Given the function:
[tex]x^{\frac{1}{2}}\ln (3x)[/tex]
We will differentiate with respect to x
For the given function, we will use the product rule
[tex](f\cdot g)^{\prime}=f^{\prime}\cdot g+f\cdot g^{\prime}[/tex]
we have two functions:
[tex]\begin{gathered} (x^{\frac{1}{2}})^{\prime}=\frac{1}{2x^{\frac{1}{2}}} \\ \ln (3x)^{\prime}=\frac{1}{3x}\cdot3=\frac{1}{x} \end{gathered}[/tex]

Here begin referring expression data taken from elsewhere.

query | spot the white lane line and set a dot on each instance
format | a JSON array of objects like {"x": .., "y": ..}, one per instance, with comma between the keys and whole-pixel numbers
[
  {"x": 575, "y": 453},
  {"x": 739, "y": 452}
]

So, the first derivative for the given function will be:
[tex]\begin{gathered} (x^{\frac{1}{2}}\ln \lbrack3x\rbrack)^{\prime}=\frac{1}{2x^{\frac{1}{2}}}\ln (3x)+x^{\frac{1}{2}}\cdot\frac{1}{x} \\ \\ =\frac{1}{2x^{\frac{1}{2}}}\ln (3x)+\frac{2x^{\frac{1}{2}}}{2x^{\frac{1}{2}}x^{\frac{1}{2}}} \\ \\ =\frac{1}{2x^{\frac{1}{2}}}\ln (3x)+\frac{2}{2x^{\frac{1}{2}}} \\ \\ =\frac{1}{2x^{\frac{1}{2}}}(\ln (3x)+2) \end{gathered}[/tex]